AviUtl、パネル回転シーンチェンジ

今回はパネル回転の要領で作るシーンチェンジを試してみたので紹介したいと思います。

使用スクリプト
AviUtl、イージングをウィンドウ上で編集するCurve Editor
AviUtlで動きにアクセントをつける、DelayMove

素材にオブジェクト分割とDelay個別

素材となるオブジェクトにオブジェクト分割をかけます。横分割数と縦分割数で素材を何分割するか決めます。ここでは3×3にしてみました。

続けてDelay個別をかけます。Delayで時間差をどのくらいにするのか調節することができます。Delay30にしてみました。

拡張描画と軸回転

設定ダイアログ右上にある二つのボタンの左側から、オブジェクトを拡張描画に変更します。これでXY軸回転の項目が出てきます。

適当な場所に中間点を打ちます。

X軸回転を0→180→180として縦にくるんと回転させます。

移動方法は徐々に加速して、徐々に減速するカーブを描くグラフが良いかなと思います。UndoFishさんのいイージングだと4、8、12のようなグラフです。

こんな感じでオブジェクトがひっくり返る動きになります。

裏面を表示しないにチェックを入れることで、ひっくり返ったオブジェクトを見えなくすることができます。

これで、シーンチェンジ前のオブジェクトがひっくり返る動きができました。続けてシーンチェンジ後のオブジェクトが回転しながら出てくる動きを作っていきましょう。

シーンチェンジ後のオブジェクト

Ctrl+Dでオブジェクトを複製しました。参照ファイルからシーンチェンジ後に見せたい素材を指定します。

こちらは裏面を表示しないのチェックを外します。

シーンチェンジ後のオブジェクトは反転した状態からスタートして、正常な位置に戻る動きになります。そのため、基本効果にある反転をかけ、上下反転にチェックを入れました。
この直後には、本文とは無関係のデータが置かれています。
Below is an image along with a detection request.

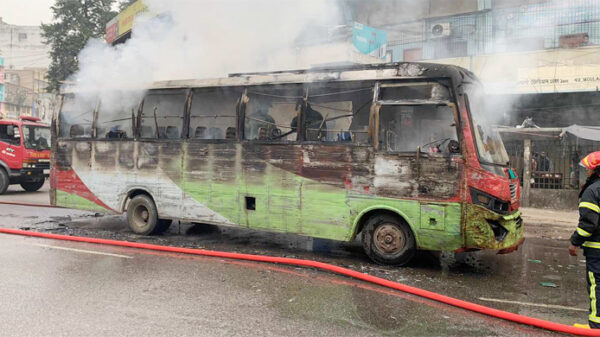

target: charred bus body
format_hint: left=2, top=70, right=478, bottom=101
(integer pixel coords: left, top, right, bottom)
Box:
left=51, top=63, right=523, bottom=265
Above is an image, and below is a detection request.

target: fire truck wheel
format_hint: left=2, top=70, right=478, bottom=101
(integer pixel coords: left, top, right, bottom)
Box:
left=21, top=178, right=44, bottom=192
left=0, top=168, right=10, bottom=194
left=362, top=214, right=416, bottom=266
left=127, top=194, right=159, bottom=235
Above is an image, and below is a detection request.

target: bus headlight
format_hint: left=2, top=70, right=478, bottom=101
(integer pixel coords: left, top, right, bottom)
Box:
left=471, top=188, right=510, bottom=214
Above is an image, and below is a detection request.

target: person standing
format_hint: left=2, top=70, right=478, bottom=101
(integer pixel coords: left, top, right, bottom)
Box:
left=569, top=151, right=600, bottom=329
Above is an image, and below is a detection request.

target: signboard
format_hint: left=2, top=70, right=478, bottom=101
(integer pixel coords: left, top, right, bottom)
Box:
left=118, top=0, right=148, bottom=36
left=517, top=64, right=600, bottom=93
left=353, top=22, right=387, bottom=59
left=105, top=0, right=148, bottom=43
left=106, top=17, right=119, bottom=43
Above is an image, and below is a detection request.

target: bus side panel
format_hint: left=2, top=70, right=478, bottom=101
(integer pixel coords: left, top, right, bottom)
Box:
left=298, top=144, right=372, bottom=240
left=155, top=140, right=183, bottom=219
left=242, top=143, right=303, bottom=233
left=181, top=142, right=243, bottom=225
left=53, top=140, right=118, bottom=211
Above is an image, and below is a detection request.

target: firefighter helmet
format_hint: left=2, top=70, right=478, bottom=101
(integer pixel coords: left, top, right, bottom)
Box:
left=579, top=151, right=600, bottom=170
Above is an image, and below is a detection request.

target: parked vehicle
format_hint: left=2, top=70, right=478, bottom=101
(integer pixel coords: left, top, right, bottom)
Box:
left=0, top=116, right=50, bottom=194
left=51, top=63, right=523, bottom=265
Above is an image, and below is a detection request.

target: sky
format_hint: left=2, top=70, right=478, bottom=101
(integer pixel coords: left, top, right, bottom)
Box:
left=0, top=0, right=54, bottom=26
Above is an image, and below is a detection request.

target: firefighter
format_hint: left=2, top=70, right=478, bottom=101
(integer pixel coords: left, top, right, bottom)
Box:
left=569, top=151, right=600, bottom=329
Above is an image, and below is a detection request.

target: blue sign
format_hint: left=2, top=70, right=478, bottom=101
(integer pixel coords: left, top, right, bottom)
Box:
left=353, top=22, right=387, bottom=58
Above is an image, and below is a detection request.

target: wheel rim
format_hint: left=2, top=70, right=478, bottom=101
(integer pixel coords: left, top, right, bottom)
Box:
left=133, top=205, right=150, bottom=228
left=373, top=223, right=406, bottom=255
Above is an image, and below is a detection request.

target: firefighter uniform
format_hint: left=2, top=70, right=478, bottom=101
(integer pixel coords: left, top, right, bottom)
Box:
left=571, top=176, right=600, bottom=329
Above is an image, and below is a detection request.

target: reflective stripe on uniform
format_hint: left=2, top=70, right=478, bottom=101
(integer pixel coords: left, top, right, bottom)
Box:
left=577, top=227, right=592, bottom=238
left=579, top=201, right=600, bottom=213
left=582, top=241, right=600, bottom=249
left=588, top=271, right=600, bottom=323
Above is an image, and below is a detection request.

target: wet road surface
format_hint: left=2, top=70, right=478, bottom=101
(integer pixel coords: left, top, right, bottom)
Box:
left=0, top=235, right=560, bottom=336
left=0, top=180, right=50, bottom=205
left=0, top=200, right=587, bottom=336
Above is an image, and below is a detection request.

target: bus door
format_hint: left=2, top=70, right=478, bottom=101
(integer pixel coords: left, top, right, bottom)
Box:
left=374, top=82, right=462, bottom=232
left=242, top=84, right=306, bottom=233
left=134, top=90, right=187, bottom=219
left=183, top=88, right=243, bottom=224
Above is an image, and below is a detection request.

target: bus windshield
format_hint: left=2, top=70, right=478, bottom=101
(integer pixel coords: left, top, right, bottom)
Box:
left=23, top=125, right=50, bottom=151
left=466, top=85, right=509, bottom=166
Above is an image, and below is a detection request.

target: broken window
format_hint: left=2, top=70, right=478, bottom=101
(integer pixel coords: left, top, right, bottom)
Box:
left=59, top=94, right=99, bottom=138
left=189, top=87, right=242, bottom=140
left=140, top=90, right=187, bottom=139
left=379, top=104, right=460, bottom=155
left=96, top=91, right=142, bottom=139
left=379, top=82, right=450, bottom=103
left=244, top=85, right=305, bottom=141
left=304, top=82, right=373, bottom=144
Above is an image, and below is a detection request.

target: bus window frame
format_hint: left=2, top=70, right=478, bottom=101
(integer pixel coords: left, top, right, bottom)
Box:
left=376, top=78, right=465, bottom=158
left=238, top=83, right=308, bottom=145
left=133, top=88, right=191, bottom=142
left=56, top=93, right=99, bottom=141
left=188, top=86, right=247, bottom=144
反転をかけないやり方の場合は、X軸回転を-180→0→0としても同じことになります。

このような動きになります。

ふたつを重ね合わせて出来上がりです。手前側がシーンチェンジ前のオブジェクト、奥側がシーンチェンジ後のオブジェクトになります。

カメラ制御をつけるとちょっとだけ動きが変わります。

カメラ制御を使った場合、そのままだとオブジェクトがうっすら重なって見えてしまうので、Zバッファ/シャドウマップを有効にするのチェックを外します。こうすることで、レイヤー順でオブジェクトの前後を調節できます。

違いはパッと見じゃわからない程度ですね。

応用

軸回転をYに変えてみたり。この場合は反転は左右反転にチェックを入れます。

横回転でシーンチェンジ。

DelayのOrderから変化する順番を変えてみたり。さらに逆順にチェックを入れると最初と最後の順番が入れ替わります。

中央から外側に向かって変化します。

使用例

スライドショーにも使えますし、動画の場面切り替えにも良いですね。

回転時にちらっと見える背景にもちょっと気を遣えば、さらにクオリティアップにつながると思います。

気を付けたいポイントといえば、オブジェクト分割を上手くかけるために素材のサイズを作っている動画のサイズに合わせる必要があります。

作っている動画が1280×720なら、シーンチェンジに使う素材も1280×720に合わせておきます。

大きめな素材を拡大率で小さくしている場合なんかだと、オブジェクト分割をかけても上手くいかないことがあります。

別の方法。シーンチェンジに使う素材をSceneに入れてシーンオブジェクトとして呼び出すと、呼び出されたシーンオブジェクトは作っている動画サイズと同じになります。

大きな素材を使っていてもSceneに入れて呼び出せば、オブジェクト分割が上手くいくと思います。

いかがだったでしょうか。
パネル回転シーンチェンジ、機会があれば是非試してみてください。